へたな映画よりも格段に悲しい事実。本当に泣いた。先生の目も真っ赤だった。
「どうだ。あいつを不良だと思うか?」
先生の問い掛けに二人とも返事が出来なかった。ひょっとすると、さっき車椅子を押してもらっているとき、泉康平という少年は、私の背中を見つめつつ、母親と同化させていたのかも知れない。そう思うと煙草臭い不良、なんて思っていた自分が恥ずかしくさえ思えてきた。
自分が感じていた安心感や優しさは、母親に向けられていたものだったのだろう。心の中に咲いていたタンポポが・・・増えた。
学校にあまり顔を見せない理由も今日初めて知った。朝、彼は新聞配達のアルバイトをしているのだ。このことは学校の教師全員が知っていての黙認らしい。警察沙汰に何回なっても、もう五回も謹慎処分になっていても彼が退学処分にならないのは、そういった環境に対しての配慮が根底にあるみたいだ。
そして、城島先生が付け加えた。
「あいつの謹慎処分もそうだが、この学校の生徒にはただの一度も手を出していないんだよ。逆に、うちの生徒がどこかの学校の生徒に金銭を取られたとか、殴られたとかっていうときに、敵を討ちに行くんよな、あいつ。何て言うのかなあ、とことん他人のために何かをしてやりたいってタイプなんだな。考えてみりゃ昔堅気のガキ大将だな。番長だな」
不動明王という仏様について聞いたことがある。あの恐ろしい外見上の憤怒の表情は悪を懲らしめるためである、と。内面は実に慈悲深い仏様である、と。泉康平、彼はまさに現代の不動明王であるのだろう。
話を聞きながら、鬼のようなジョー先生が彼に対してやけに同情的なのも、何となく引っかかった。まだ、何かあるのかな。
インターハイの出場メンバーに関しての意見交換が終わり、私たちは目と鼻の頭を真っ赤にしたまま教官室を出ようとした。そのとき、ジョーが諭すように言った。
「不良と、悪との違いは理解してやれ。いいな。それから・・・多分、あいつも本当に教官室に来るつもりだったんだろう。強がって見せるんだが根は寂しがり屋なんだよ、あいつ。いつも一人ぼっちではいるが、一人ぼっちに完全に慣れるなんてことは出来ないだろうしな誰だって。

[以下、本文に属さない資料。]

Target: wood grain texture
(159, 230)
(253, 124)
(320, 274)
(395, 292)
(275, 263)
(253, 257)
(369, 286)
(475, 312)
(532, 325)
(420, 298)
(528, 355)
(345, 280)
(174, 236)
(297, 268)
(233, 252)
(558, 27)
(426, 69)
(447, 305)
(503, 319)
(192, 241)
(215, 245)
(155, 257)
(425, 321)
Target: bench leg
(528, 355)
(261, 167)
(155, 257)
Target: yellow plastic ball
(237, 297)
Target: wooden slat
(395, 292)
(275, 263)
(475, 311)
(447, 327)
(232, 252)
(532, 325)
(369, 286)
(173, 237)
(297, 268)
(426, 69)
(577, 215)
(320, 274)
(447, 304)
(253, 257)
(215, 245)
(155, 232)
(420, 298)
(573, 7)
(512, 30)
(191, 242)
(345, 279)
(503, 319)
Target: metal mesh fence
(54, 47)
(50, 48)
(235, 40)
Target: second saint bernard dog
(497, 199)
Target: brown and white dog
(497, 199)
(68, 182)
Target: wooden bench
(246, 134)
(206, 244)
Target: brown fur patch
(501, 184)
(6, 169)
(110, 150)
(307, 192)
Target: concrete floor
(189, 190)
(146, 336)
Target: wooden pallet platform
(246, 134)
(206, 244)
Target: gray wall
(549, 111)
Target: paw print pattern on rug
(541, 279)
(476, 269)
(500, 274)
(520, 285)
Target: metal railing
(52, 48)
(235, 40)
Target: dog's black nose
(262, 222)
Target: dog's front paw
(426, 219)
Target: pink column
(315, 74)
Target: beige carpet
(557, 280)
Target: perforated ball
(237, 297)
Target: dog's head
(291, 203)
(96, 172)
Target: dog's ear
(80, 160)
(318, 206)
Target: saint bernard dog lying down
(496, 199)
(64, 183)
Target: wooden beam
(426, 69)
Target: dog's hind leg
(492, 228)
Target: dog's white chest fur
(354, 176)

お前たちに会わなかったら多分、来てたな、ここに。あの野郎」
そう言って、ジョーは悲しそうに笑った。
幸せって何なんだろうか。そんな問い掛けをされているみたいだった。そして、何を不幸であるとするのだろう。哲学じみてはいるけれど、それでも何よりも大切なことに対して、自分たちなりに答えを出さなければならないような気がしていた。
「サチ、どう思う?」
「どうって?」
「ジョーの話。泉君の」
難しい質問だった。悪友らしいと言えばそうなんだけど、今の私にはとてもじゃないが答えられなかった。さっき車椅子を押してもらっていたときに感じていた風を思い出してしまっていたから。
「分かんない」
「そうやんなぁ、分かんないなぁ」
偶然というものが何か大切なものを奪い去ってしまったのかも知れない。
私たちに会わなかったら、廊下に私がいなかったら泉君は教官室に行っていたのだろうか。不良と鬼が、冷たいコンクリートの壁に囲まれた空間で、一体、何を話すことになっていたのだろう。私には、泉康平という少年について、もっと知りたいと思う気持ちが芽生えていた。最後に見せたジョー先生の悲しそうな顔が胸の奥にしっかりと刻みこまれ、鼓動とともに走馬灯のように頭の中を駆け巡っていた。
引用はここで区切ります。